We really need to stop doing this

Words by Jadie Troy-Pryde

Hands up if you’re guilty of using the most hated office phrase ever? It’s okay, we’re not here to judge. It’s completely normal to walk into the office and start picking up sayings or phrases that your colleagues use even if you’d NEVER say them in real life. It’s just one consequence of spending eight hours a day and five days a week with the same people.

Once you’ve tutted about how much we should be earning at every age and pondered the evidence that your career is actually determined by how many siblings you have, you settle into work and all of a sudden you realise you’ve got a million things to do. You might find the language you use changes.

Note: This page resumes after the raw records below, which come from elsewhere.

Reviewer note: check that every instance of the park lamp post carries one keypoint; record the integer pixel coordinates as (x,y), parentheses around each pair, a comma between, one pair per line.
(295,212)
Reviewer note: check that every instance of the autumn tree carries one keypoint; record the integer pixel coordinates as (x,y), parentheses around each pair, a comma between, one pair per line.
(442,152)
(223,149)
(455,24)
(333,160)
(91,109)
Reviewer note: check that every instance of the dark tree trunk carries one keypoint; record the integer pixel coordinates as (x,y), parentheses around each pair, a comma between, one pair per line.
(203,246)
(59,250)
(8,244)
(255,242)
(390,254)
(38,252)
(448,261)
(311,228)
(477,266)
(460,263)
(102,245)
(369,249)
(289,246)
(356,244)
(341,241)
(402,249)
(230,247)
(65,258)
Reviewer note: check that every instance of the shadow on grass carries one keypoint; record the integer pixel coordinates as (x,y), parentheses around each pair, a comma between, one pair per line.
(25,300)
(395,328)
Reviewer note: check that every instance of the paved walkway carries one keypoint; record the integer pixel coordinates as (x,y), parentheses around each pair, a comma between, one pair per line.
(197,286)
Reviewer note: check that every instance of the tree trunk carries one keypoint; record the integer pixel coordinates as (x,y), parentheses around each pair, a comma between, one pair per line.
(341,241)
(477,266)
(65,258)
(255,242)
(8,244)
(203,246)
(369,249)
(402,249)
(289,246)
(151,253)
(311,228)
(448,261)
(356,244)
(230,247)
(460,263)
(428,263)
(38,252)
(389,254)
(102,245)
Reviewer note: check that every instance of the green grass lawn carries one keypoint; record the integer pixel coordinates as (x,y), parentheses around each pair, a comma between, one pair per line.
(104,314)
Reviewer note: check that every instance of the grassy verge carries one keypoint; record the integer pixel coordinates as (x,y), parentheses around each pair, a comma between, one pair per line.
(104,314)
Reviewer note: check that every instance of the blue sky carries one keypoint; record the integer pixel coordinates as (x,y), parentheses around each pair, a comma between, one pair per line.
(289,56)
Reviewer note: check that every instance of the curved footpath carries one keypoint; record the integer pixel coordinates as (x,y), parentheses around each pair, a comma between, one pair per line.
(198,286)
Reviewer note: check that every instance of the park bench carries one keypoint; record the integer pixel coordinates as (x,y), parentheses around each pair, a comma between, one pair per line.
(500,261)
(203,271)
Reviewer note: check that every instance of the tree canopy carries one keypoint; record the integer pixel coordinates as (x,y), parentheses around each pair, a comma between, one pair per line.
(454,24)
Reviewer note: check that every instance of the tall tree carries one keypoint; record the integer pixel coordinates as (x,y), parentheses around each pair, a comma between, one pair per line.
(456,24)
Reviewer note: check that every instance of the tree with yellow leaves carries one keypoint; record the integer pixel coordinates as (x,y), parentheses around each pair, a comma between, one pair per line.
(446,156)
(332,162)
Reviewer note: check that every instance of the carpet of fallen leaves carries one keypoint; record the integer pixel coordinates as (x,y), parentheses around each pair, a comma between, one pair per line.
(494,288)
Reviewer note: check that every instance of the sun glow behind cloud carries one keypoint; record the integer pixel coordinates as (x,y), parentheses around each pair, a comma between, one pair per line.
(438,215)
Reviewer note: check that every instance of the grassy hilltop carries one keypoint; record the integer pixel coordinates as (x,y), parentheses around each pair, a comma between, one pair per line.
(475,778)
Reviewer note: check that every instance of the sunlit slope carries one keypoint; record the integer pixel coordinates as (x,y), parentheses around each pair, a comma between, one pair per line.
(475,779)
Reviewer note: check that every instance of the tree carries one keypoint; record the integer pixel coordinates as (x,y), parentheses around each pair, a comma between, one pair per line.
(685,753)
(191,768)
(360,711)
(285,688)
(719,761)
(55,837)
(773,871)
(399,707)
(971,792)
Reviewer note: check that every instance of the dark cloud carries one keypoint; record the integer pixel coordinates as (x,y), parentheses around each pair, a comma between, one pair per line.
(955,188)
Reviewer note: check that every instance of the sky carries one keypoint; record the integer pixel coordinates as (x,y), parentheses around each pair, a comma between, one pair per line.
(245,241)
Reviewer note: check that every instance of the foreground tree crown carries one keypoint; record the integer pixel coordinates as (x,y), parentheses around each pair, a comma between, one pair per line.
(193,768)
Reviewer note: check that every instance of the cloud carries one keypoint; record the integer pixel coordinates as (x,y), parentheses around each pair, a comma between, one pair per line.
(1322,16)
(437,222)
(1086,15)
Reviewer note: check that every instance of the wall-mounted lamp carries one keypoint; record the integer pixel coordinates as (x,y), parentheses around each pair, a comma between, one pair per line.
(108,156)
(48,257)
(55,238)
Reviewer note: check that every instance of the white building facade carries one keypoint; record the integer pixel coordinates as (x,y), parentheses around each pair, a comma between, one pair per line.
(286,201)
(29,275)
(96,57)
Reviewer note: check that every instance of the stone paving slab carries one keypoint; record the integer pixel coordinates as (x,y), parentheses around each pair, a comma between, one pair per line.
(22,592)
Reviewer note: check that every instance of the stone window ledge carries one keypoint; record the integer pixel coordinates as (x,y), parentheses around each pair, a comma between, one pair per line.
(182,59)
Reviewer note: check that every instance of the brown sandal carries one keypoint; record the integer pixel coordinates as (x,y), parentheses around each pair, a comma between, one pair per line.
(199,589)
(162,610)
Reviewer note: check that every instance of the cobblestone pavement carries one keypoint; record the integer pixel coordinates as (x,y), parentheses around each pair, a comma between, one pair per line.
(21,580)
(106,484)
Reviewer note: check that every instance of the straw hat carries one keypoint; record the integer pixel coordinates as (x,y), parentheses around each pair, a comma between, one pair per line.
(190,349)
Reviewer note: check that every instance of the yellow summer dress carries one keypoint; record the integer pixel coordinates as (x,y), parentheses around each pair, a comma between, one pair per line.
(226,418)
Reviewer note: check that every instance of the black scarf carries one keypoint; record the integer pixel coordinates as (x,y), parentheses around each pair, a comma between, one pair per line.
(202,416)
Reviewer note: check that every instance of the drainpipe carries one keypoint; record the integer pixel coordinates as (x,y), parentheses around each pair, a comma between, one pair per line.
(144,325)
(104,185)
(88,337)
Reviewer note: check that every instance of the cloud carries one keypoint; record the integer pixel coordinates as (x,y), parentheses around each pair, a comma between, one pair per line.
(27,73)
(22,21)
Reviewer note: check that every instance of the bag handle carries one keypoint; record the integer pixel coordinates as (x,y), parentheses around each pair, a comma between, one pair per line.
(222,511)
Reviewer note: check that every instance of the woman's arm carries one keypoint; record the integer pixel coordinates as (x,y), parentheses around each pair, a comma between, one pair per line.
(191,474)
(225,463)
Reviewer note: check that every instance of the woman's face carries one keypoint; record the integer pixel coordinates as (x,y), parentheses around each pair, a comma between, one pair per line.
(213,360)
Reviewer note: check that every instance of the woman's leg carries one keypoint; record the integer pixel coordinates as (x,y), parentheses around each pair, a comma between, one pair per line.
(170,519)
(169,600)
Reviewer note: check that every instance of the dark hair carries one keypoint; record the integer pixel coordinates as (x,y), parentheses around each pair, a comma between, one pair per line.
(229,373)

Once you’re snowed under with unread emails and mountains of paperwork and your colleague asks how you’re feeling, the likely answer is ‘I’M REALLY STRESSED’.

However, experts have now warned that verbalising the fact that you’re extremely busy or reaching breaking point could actually make you feel even worse.

Clinical psychotherapist Seth Swirsky said: ‘Just saying that you’re stressed can set off a cascade of chemicals in the body – epinephrine and cortisol – and neurotransmitters in the brain that make us feel, well, completely stressed out.

‘Our hearts beat faster, our breathing becomes more rapid, our blood pressure goes up, we can’t think straight, and we’re filled with fear and anxiety.’

Swirsky reveals that although saying you’re stressed can make it worse, keeping it to yourself won’t help either. So what should you do?

Experts recommend reframing what you want to say and ending on a positive note, which will act as an affirmation. For example: ‘I have so much paperwork to catch up on this week, but I know I can get it all done.’

If you need an extra boost of positivity, try taking deep, slow breaths before getting stuck into an all-absorbing project, make sure you take your full lunch break and learn how to say no if you really feel swamped.